И Коляша увидел капитана Старокопытова. Он самолично просмотрел его документы, затем Коляшу обмерял взглядом, будто портновской лентой, и сказал:
— В карантин! В чистилище! И смотри у меня! — и вперился в Коляшу глазами, которые в народе точно называют — буркалами.
Это была первая пересылка, первый порядочный резервный объект, где много соответствовало тому военному идеалу, который давно существует в воображении советских военных спецов-идеологов, в советском искусстве и в литературе, но на самом деле его не было и нет, потому что сами спецы-идеологи находятся вдали от нужд и бед армии, они жируют и барствуют, как и генералы всех времен и наций, — на отдельных хлебах, пользуются особым положением и благами, считая, что так оно и быть должно, так если не Богом, то высшим командованием определено: одним — казарма, шишки да кашка, другим — особняки, дворцы, паек с дворцового стола и яркие лампасы, звезды на погонах жаркие, слава и обожествление на все времена.

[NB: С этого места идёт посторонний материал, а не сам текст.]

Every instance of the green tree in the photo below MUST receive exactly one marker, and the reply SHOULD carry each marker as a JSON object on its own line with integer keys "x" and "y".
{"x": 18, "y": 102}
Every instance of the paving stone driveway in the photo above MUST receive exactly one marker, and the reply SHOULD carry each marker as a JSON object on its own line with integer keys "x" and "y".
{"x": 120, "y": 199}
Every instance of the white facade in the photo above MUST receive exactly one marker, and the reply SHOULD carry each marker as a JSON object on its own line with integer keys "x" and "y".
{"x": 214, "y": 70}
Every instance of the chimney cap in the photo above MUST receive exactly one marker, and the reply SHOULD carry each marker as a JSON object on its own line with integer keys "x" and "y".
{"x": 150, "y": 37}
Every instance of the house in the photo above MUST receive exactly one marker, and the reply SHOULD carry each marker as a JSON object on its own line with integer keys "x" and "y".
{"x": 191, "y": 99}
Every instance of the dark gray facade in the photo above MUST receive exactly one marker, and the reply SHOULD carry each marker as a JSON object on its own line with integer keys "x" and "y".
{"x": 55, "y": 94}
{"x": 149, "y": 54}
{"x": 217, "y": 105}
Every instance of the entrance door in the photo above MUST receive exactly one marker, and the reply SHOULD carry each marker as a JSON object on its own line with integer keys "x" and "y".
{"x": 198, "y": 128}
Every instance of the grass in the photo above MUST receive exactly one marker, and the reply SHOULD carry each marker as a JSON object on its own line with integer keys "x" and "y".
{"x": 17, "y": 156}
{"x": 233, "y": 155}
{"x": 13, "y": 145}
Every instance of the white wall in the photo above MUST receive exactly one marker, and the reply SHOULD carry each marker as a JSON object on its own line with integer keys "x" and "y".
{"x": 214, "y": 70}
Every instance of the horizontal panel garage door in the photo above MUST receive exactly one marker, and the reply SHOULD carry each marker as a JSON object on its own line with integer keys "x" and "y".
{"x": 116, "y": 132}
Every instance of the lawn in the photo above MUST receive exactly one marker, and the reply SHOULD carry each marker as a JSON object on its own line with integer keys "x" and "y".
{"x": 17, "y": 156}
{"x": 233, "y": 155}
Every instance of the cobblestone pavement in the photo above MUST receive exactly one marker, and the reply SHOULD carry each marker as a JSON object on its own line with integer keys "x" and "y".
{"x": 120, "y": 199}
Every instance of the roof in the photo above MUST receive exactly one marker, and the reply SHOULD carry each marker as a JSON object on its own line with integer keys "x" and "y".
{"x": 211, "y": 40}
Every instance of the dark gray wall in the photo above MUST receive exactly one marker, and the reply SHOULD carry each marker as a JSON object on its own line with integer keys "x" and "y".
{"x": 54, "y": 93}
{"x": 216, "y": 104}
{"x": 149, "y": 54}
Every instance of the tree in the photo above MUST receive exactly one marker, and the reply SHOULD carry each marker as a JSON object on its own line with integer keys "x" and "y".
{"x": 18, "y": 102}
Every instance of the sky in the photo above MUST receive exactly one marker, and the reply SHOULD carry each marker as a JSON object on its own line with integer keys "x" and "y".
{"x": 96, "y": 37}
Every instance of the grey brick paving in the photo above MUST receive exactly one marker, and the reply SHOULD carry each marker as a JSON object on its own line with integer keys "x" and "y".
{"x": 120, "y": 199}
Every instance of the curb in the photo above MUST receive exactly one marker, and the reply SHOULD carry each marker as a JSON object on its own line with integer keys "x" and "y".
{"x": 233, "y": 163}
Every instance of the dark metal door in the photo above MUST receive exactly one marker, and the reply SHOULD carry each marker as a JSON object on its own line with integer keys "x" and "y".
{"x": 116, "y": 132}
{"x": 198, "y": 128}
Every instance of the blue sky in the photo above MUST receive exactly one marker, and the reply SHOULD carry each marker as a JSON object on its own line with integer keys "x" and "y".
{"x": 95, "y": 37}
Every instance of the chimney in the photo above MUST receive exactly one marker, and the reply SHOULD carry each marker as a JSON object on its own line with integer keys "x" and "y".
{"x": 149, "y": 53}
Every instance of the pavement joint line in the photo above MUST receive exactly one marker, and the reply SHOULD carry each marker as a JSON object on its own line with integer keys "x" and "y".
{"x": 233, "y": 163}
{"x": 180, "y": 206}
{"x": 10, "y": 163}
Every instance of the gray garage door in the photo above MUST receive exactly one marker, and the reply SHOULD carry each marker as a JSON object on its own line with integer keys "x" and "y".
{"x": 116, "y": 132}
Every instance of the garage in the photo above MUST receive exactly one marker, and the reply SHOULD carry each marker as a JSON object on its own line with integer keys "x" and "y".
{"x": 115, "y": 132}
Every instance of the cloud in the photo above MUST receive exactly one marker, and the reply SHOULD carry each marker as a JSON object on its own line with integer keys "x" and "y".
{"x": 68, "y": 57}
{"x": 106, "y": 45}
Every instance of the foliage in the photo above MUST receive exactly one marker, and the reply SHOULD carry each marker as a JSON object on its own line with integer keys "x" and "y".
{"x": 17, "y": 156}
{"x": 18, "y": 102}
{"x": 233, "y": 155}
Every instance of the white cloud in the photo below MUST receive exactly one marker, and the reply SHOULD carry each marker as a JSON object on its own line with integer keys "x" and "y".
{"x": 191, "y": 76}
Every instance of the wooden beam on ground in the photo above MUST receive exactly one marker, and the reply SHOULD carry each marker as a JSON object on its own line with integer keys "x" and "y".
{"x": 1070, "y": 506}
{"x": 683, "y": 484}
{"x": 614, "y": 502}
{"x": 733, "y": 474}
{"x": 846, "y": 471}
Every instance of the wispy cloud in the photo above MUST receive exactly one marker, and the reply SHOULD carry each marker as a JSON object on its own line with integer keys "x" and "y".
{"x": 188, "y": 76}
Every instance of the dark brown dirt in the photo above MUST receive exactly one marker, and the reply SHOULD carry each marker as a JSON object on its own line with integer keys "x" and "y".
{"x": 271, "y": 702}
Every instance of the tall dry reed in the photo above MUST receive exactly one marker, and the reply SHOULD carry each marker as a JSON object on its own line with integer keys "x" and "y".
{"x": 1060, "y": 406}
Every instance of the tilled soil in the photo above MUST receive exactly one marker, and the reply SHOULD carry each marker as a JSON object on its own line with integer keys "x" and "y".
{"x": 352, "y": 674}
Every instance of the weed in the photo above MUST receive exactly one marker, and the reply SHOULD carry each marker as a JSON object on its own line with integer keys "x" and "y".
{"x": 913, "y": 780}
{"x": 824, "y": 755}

Лучше всех об этом почти двести лет назад сказал лихой герой и поэт Денис Давыдов в коротком стихотворении с длинным названием: «Генералам, танцующим на бале при отъезде моем на войну…»: «Мы несем едино бремя, только жребий наш иной. Вы оставлены на племя, я назначен на убой».
От Старокопытова, с винницкой пересылки, вместе с командой таких же, как он, забракованных, в лечении нуждающихся доходяг Коляша Хахалин угодил в уютное местечко, куда сваливались остатки недобитых калек, как выяснилось, в скитаниях по отвоеванной земле сделавшихся сразу никому не нужными — ни родине, ни партии, ни вождям, ни маршалам, продолжающим праздновать Победу, славить себя, заодно и народ, радость и ликование которого каждый день показывали в киножурнале «Новости дня». А вот горе людское, беды и разруху показывать пока воздерживались из гуманных соображений, чтобы не травмировать чуткие, от войны усталые сердца советских людей.
В здешнем полупустом, заглухающем госпитале лечили калек недолго и плохо. Здесь со дня на день ждали полной ликвидации и потому воровали, тащили со двора все, кто чего мог унести, увезти, продать. Начальники и комиссары везли машинами, кладовщики и завхозы — возами, врачи, медсестры, санитары и санитарки — узелками.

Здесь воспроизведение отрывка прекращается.